Alice and Bob are playing a game. This game is played with several identical pots and one marble. When the game starts, Alice puts the pots in one line and puts the marble in one of the pots. After that, Bob cannot see the inside of the pots. Then Alice makes a sequence of swappings and Bob guesses which pot the marble is in. In each of the swapping, Alice chooses two different pots and swaps their positions.
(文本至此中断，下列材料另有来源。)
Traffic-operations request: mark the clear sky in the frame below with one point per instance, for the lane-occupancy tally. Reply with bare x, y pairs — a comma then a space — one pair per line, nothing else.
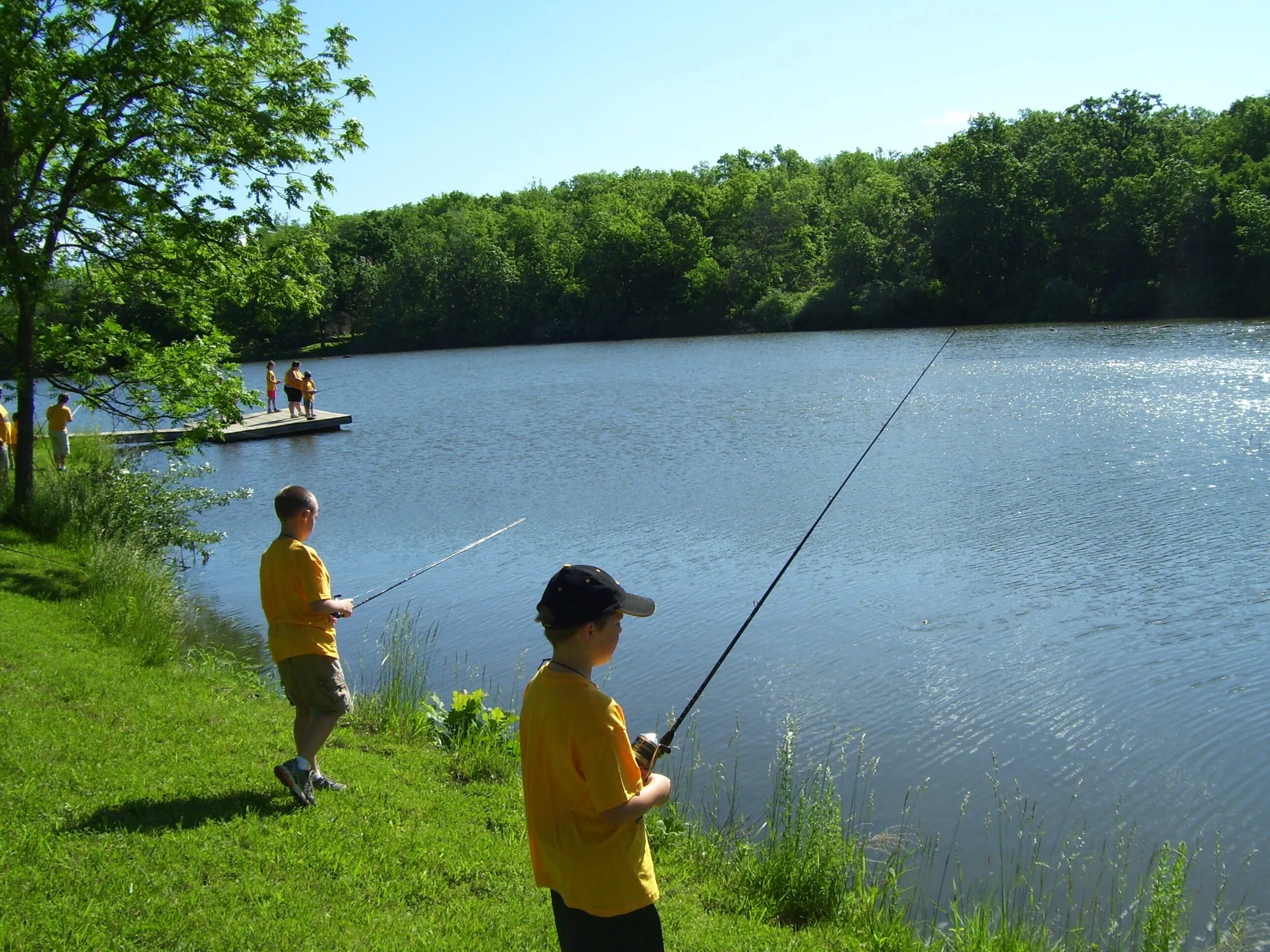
491, 97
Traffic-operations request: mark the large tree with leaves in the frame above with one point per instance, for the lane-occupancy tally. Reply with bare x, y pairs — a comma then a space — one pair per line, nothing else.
142, 146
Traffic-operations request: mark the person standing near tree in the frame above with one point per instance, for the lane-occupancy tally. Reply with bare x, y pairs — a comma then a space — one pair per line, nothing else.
5, 440
294, 385
59, 417
271, 387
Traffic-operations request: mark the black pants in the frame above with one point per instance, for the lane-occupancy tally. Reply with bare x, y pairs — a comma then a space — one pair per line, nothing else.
582, 932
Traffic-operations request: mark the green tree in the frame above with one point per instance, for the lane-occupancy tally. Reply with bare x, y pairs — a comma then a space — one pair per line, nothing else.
131, 133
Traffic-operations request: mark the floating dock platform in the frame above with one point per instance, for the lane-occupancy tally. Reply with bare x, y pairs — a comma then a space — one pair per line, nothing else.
265, 426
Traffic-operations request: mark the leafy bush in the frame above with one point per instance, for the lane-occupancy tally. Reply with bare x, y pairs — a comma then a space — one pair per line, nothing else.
482, 741
801, 871
107, 495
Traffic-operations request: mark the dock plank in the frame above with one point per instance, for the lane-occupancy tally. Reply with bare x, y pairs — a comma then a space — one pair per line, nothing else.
263, 426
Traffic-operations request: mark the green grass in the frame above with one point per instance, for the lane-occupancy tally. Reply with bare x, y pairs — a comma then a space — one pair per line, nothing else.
141, 813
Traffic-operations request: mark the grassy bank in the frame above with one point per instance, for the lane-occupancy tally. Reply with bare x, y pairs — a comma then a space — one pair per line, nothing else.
142, 812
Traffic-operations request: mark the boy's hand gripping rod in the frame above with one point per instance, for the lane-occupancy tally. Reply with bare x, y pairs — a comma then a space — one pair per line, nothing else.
361, 602
648, 748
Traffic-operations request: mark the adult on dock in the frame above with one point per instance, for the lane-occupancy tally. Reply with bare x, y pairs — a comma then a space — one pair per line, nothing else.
59, 417
271, 387
294, 385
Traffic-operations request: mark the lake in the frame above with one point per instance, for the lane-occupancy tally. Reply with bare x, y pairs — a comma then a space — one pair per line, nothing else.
1055, 559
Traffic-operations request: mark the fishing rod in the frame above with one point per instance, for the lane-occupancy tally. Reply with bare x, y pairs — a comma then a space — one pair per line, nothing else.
648, 747
433, 565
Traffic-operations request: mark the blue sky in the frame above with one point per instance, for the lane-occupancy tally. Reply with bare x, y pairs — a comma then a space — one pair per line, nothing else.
490, 97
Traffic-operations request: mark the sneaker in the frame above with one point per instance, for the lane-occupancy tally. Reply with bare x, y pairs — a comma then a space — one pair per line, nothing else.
299, 782
323, 782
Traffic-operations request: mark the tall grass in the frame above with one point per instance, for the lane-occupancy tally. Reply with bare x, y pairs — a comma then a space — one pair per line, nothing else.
125, 526
481, 739
816, 858
397, 702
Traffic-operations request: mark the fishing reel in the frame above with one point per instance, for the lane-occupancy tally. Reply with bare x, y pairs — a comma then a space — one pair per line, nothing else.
647, 748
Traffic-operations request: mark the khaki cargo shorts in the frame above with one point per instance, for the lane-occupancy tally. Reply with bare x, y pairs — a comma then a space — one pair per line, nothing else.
316, 684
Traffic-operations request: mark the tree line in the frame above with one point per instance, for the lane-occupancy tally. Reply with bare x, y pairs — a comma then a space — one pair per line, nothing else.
1117, 208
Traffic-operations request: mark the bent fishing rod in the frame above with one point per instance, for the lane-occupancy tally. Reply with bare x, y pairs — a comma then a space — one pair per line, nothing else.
648, 747
417, 573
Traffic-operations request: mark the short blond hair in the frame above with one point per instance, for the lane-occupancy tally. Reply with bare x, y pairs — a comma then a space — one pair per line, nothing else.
558, 636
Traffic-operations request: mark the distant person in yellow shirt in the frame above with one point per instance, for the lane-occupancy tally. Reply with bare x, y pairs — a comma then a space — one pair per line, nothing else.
59, 415
585, 795
295, 593
7, 440
310, 391
294, 386
271, 387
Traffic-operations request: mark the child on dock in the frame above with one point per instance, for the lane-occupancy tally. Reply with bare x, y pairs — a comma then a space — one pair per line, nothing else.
295, 593
585, 798
271, 387
310, 391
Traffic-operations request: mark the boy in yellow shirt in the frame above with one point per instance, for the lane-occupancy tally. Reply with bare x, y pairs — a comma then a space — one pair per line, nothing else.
7, 427
295, 593
585, 796
271, 387
310, 391
294, 386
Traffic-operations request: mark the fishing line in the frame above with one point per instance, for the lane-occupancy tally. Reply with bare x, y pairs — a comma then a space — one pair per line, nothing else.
43, 559
648, 748
433, 565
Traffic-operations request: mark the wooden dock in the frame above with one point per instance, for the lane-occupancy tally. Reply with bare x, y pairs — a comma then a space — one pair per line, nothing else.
254, 427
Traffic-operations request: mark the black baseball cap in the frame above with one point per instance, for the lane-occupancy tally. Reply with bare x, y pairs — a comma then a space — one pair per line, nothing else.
581, 593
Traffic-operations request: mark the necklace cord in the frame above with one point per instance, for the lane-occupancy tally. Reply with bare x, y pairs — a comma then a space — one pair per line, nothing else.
669, 738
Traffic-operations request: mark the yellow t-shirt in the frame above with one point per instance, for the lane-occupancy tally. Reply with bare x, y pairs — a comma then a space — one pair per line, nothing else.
291, 578
576, 763
59, 415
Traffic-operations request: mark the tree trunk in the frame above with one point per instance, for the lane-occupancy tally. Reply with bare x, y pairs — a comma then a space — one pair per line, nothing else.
25, 484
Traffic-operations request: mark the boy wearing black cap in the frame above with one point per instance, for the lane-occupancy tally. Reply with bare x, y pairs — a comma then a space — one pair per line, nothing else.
585, 795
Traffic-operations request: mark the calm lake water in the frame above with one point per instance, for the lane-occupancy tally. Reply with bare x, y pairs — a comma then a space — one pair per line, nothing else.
1055, 559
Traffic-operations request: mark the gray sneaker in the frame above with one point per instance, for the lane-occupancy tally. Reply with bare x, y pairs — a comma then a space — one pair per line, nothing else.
323, 782
299, 782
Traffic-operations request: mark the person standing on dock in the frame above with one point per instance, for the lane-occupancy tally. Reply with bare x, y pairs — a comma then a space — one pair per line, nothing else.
271, 387
294, 386
59, 415
310, 394
295, 593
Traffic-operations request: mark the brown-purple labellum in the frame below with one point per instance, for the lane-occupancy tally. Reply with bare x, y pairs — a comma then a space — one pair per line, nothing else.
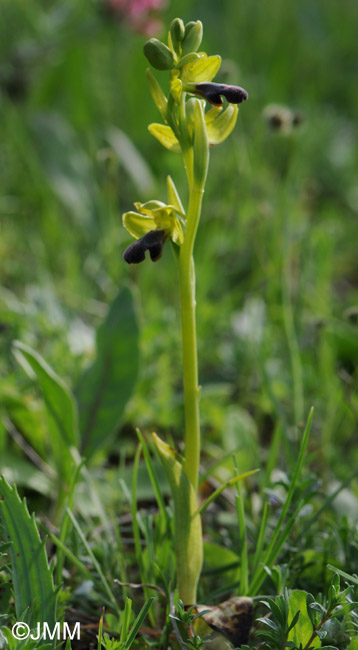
232, 618
152, 241
212, 92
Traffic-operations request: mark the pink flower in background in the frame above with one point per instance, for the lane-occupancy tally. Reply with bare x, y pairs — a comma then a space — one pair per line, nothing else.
140, 14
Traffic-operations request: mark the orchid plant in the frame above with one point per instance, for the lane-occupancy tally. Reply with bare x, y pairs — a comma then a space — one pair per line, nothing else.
196, 113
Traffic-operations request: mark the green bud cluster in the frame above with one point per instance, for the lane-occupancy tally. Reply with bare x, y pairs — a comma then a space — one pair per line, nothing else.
182, 40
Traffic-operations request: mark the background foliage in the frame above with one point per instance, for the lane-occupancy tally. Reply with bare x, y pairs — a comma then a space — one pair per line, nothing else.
276, 255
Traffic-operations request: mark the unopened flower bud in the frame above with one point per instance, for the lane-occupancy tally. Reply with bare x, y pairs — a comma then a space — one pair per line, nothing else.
158, 54
193, 37
177, 31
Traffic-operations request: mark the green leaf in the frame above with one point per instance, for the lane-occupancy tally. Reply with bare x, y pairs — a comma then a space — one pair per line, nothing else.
60, 405
221, 561
35, 597
165, 136
130, 159
173, 196
107, 385
188, 534
137, 623
301, 633
158, 96
220, 128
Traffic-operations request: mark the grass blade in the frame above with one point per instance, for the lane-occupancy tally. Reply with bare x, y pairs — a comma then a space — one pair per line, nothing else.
35, 597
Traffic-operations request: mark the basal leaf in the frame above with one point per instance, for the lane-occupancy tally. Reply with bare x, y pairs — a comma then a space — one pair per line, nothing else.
60, 405
108, 383
35, 597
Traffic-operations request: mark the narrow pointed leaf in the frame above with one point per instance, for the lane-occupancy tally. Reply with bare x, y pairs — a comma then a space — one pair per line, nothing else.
108, 383
35, 597
301, 633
Unfortunately, Alice's actions are very fast, so Bob can only catch k of m swappings and regard these k swappings as all actions Alice has performed. Now given the initial pot the marble is in, and the sequence of swappings, you are asked to calculate which pot Bob most possibly guesses. You can assume that Bob missed any of the swappings with equal possibility.

Input

There are several test cases in the input file. The first line of the input file contains an integer N (N ≈ 100), then N cases follow.

The first line of each test case contains 4 integers n, m, k and s(0 < s ≤ n ≤ 50, 0 ≤ k ≤ m ≤ 50), which are the number of pots, the number of swappings Alice makes, the number of swappings Bob catches and index of the initial pot the marble is in. Pots are indexed from 1 to n. Then m lines follow, each of which contains two integers a_i and b_i (1 ≤ a_i, b_i ≤ n), telling the two pots Alice swaps in the i-th swapping.

Outout

For each test case, output the pot that Bob most possibly guesses. If there is a tie, output the smallest one.

Sample Input

3
3 1 1 1
1 2
3 1 0 1
1 2
3 3 2 2
2 3
3 2
1 2

Sample Output

2
1
3

题意：N只杯，初始一个石头在S号杯里面（玩家知道），M次交换杯的操作，玩家只能记住其中的任意K次交换，问最终玩家会认为石头在哪个杯子里面。

思路：就是算任选K次后石头在哪个杯子出现的次数最多，dp[i][j][k]表示前i次操作，交换了j次，石头停在k号杯子的方案数，注意用longlong存。

# include <iostream>
# include <cstdio>
# include <algorithm>
# include <cstring>
# include <vector>
using namespace std;
typedef long long LL;
int a[53], b[53];
LL dp[53][53][53];
int main()
{
    int t;
    scanf("%d",&t);
    while(t--)
    {
        int n, m, k, s;
        scanf("%d%d%d%d",&n,&m,&k,&s);
        for(int i=1; i<=m; ++i) scanf("%d%d",&a[i],&b[i]);
        memset(dp, 0, sizeof(dp));
        dp[0][0][s] = 1LL;
        for(int i=1; i<=m; ++i)
        {
            for(int j=0; j<i; ++j)
            {
                dp[i][j+1][a[i]] = dp[i-1][j][b[i]];
                dp[i][j+1][b[i]] = dp[i-1][j][a[i]];
            }
            for(int p=1; p<=n; ++p)
            {
                dp[i][0][p] = dp[i-1][0][p];
                for(int j=1; j<=i; ++j)
                {
                    dp[i][j][p] += dp[i-1][j][p];
                    if(p!=a[i] && p!=b[i]) dp[i][j][p] += dp[i-1][j-1][p];
                }
            }

        }
        LL imax = 0;
        int id;
        for(int i=1; i<=n; ++i)
        {
            if(dp[m][k][i] > imax)
            {
                imax = dp[m][k][i];
                id = i;
            }
        }
        printf("%d\n",id);
    }
    return 0;
}